Updated 6 days ago on . Most recent reply
Seeking advice about financing a 25-unit townhouse development.
Hello all. For the past three or so years we've been developing and selling single family homes. All is well. We are the general contractor so our costs are controlled. We have been purchasing the land outright and financing construction through 12-month construction balloon loans with hard money lenders.
An opportunity has presented itself to develop twenty-five townhouses. But we are unsure how to finance a project of this size. Does anyone have any experience with this or advise to lend?
My hard money lender says it's a no-go because they only to loans with twelve month terms and it will take me longer than twelve months.
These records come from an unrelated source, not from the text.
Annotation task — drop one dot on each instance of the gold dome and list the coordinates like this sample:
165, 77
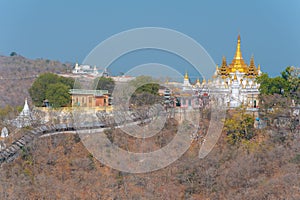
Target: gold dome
238, 63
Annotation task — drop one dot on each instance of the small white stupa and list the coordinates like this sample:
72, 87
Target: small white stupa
26, 111
4, 132
24, 119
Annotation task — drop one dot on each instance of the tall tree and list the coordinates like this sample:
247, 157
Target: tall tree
40, 86
103, 83
58, 95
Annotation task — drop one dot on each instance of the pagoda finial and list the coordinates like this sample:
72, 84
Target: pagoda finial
224, 63
235, 77
186, 76
238, 53
252, 61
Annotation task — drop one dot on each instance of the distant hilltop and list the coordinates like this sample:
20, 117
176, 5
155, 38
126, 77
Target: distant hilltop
17, 73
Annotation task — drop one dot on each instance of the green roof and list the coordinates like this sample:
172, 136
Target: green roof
92, 92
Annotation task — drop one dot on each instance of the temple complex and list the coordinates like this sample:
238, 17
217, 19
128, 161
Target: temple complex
235, 82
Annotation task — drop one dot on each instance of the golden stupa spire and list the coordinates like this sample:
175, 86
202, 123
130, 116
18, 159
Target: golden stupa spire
238, 53
235, 77
238, 63
252, 61
186, 76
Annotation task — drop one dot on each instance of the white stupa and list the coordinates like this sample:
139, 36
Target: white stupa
4, 132
24, 119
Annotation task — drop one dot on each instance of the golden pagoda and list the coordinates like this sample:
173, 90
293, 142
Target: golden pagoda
238, 63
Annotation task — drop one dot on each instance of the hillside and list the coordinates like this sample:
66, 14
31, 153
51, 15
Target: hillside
59, 167
17, 73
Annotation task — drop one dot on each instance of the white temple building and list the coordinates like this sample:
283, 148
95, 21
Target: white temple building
234, 84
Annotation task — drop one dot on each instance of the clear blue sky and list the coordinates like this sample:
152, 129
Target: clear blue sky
69, 30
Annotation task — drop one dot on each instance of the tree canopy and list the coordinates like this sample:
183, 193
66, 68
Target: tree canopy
58, 95
103, 83
45, 84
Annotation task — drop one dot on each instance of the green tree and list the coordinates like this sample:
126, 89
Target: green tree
103, 83
13, 54
146, 87
58, 95
238, 127
40, 86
Should I reach out to a community bank or a large bank? We'd like to finance the land acquisition (roughly $1.2 million) as well as construction. Any advice or thoughts would be helpful. Thanks!
Most Popular Reply
At that size, you’re probably moving out of the typical hard money world and into bank or debt fund construction financing.
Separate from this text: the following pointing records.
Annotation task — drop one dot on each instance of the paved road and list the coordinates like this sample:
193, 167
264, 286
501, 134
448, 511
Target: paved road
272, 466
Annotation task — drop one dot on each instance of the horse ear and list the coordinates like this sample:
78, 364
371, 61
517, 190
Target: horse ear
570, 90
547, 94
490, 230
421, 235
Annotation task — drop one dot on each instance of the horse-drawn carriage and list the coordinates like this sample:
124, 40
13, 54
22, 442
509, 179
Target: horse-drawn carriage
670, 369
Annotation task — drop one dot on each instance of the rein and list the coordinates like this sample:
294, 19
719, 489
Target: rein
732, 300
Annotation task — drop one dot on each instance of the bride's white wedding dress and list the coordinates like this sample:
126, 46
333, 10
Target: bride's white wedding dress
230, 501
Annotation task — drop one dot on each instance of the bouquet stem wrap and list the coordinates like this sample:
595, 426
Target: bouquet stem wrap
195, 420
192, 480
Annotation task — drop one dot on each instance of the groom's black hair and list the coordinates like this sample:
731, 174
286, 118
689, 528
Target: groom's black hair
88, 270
A 25-unit townhouse project is usually going to need a lender that’s comfortable with longer timelines, phased draws, horizontal development risk, and absorption assumptions. A lot of 12-month hard money lenders simply aren’t built for that.
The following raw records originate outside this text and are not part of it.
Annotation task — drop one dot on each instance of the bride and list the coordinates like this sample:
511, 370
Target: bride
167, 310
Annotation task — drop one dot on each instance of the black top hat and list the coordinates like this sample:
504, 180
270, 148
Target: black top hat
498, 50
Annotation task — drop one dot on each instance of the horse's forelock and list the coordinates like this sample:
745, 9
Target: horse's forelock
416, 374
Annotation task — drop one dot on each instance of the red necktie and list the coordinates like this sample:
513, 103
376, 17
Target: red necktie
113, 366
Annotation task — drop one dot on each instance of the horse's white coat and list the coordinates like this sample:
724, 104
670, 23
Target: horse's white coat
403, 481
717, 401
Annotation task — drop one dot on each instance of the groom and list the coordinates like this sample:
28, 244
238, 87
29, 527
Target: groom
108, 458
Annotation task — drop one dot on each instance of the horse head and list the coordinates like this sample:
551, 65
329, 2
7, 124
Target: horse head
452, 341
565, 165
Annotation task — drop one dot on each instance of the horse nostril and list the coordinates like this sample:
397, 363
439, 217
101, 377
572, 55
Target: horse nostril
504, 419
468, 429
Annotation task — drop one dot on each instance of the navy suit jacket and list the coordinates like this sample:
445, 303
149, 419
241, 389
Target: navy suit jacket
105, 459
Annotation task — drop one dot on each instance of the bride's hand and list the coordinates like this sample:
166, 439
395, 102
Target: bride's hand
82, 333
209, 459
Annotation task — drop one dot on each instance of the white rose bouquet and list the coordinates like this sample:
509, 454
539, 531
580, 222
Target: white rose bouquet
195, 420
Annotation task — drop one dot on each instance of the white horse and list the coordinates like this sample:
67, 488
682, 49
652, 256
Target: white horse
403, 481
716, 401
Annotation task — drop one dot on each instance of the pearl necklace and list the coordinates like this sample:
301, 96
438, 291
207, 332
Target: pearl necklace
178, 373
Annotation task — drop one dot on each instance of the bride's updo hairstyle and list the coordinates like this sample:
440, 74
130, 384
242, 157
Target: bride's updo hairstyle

Based on what you described, I’d absolutely be speaking with community banks, regional banks, and residential construction lenders that do build-to-sell projects. Debt funds could also be an option depending on leverage and experience level, although pricing is usually higher.
The good thing is you already have a track record building and selling homes, and being the GC helps quite a bit from a lender’s perspective since you have more control over execution and costs.
The biggest things lenders are likely going to focus on are total equity into the deal, projected sellout pace, contingency reserves, and whether the project can be phased efficiently instead of building all 25 units at once.